In Excel I would use the following
formula =(MAXIFS(A:A,B:B,B2)-A2)/MAXIFS(A:A,B:B,B2)
The database table is called AmazonEC2
Here is an image of it working in Excel. The first blue table is identical to the data in the SQL database, the black table represents what I want to achieve in SQL.
I don't think it would be good (it may not even be possible) to do this as a computed column.
From the comments it seems the data type of PricePerUnit is nvarchar(). If that is the case I must point out that is poor database design. I understand that may be beyond your control to change.
Anyway, I created an AmazonEC2 table as I think you may have it. Using your spreadsheet of data I created insert statements to populate that table with your data using the following formula.
=CONCATENATE("insert into AmazonEC2 (PricePerUnit, Instance_Type, Instance_Family, Location) values ('", A2, "', ", "'", B2, "', '", C2, "', '", D2, "')")
I built all of that into a dbfiddle so you can see it in action and so that other people here can manipulate the data and try different approaches.
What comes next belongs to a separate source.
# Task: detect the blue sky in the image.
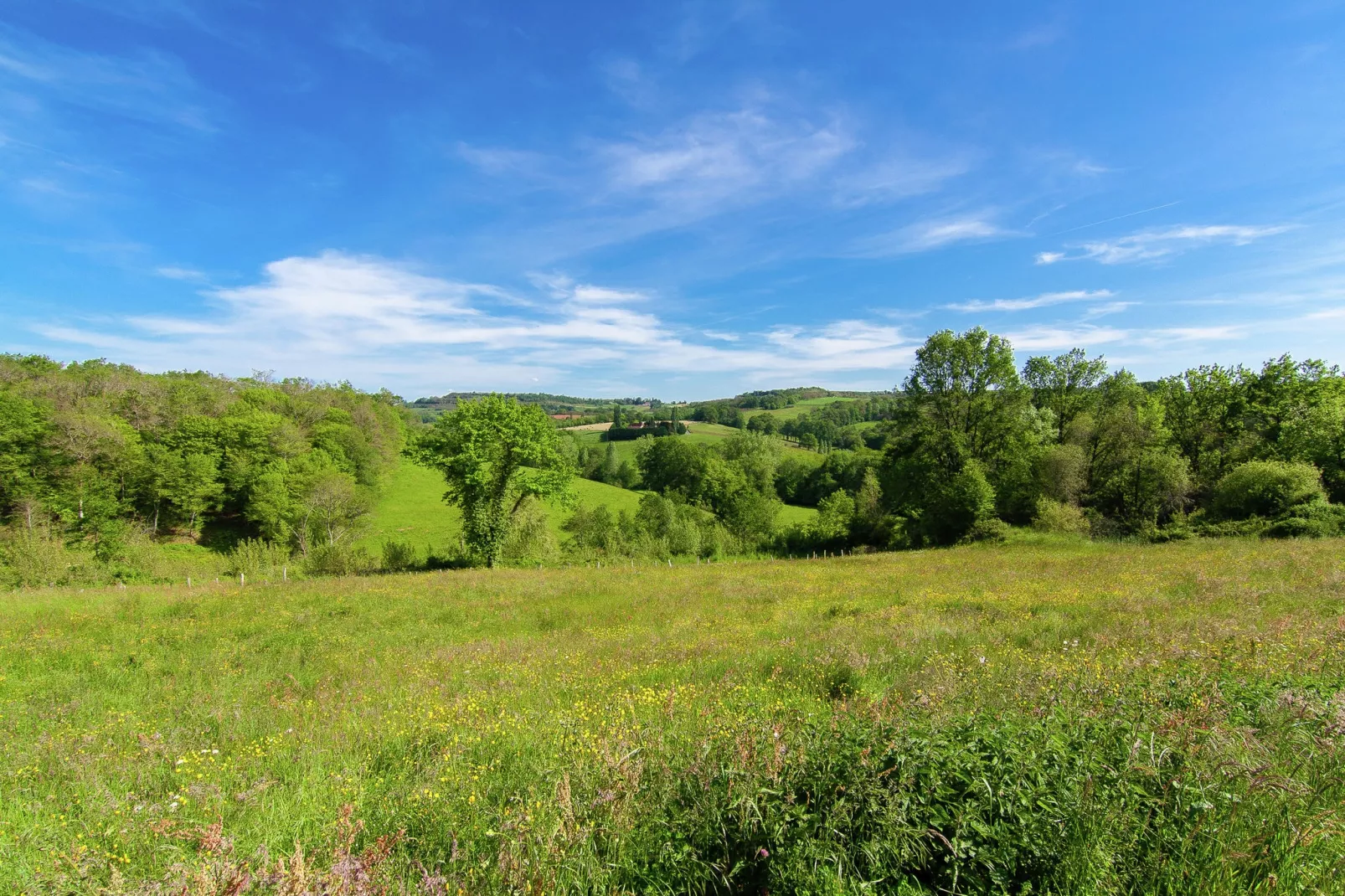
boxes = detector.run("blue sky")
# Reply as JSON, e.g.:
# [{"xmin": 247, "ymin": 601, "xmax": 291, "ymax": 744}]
[{"xmin": 0, "ymin": 0, "xmax": 1345, "ymax": 399}]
Here is final SQL statement to retrieve your data and calculate the PercentCheaper at the time of retrieval. You could also create a view based on this SQL statement.
SELECT
x.PricePerUnit
, x.Instance_Type
, x.Instance_Family
, x.Location
, FORMAT((x.MaxPricePerUnit - convert(decimal(10, 2), PricePerUnit)) / x.MaxPricePerUnit, 'P') AS PercentCheaper
FROM (
SELECT
PricePerUnit
, Instance_Type
, Instance_Family
, Location
, MAX(convert(decimal(10, 2), PricePerUnit)) OVER (PARTITION BY Instance_Type) AS MaxPricePerUnit
FROM AmazonEC2
) x;
What we are doing here is getting the maximum PricePerUnit for each Instance_Type in the subquery which I have aliased as "x". Then I select from that and perform the calculation to find the PercentCheaper for each row.
Since it seems PricePerUnit is an nvarchar() column you need to convert it to a number in order to do the calculations. Note that you do not need to convert MaxPricePerUnit because the conversion happened before it was used as an input to the MAX() function resulting in an output with a decimal(10,2) data type.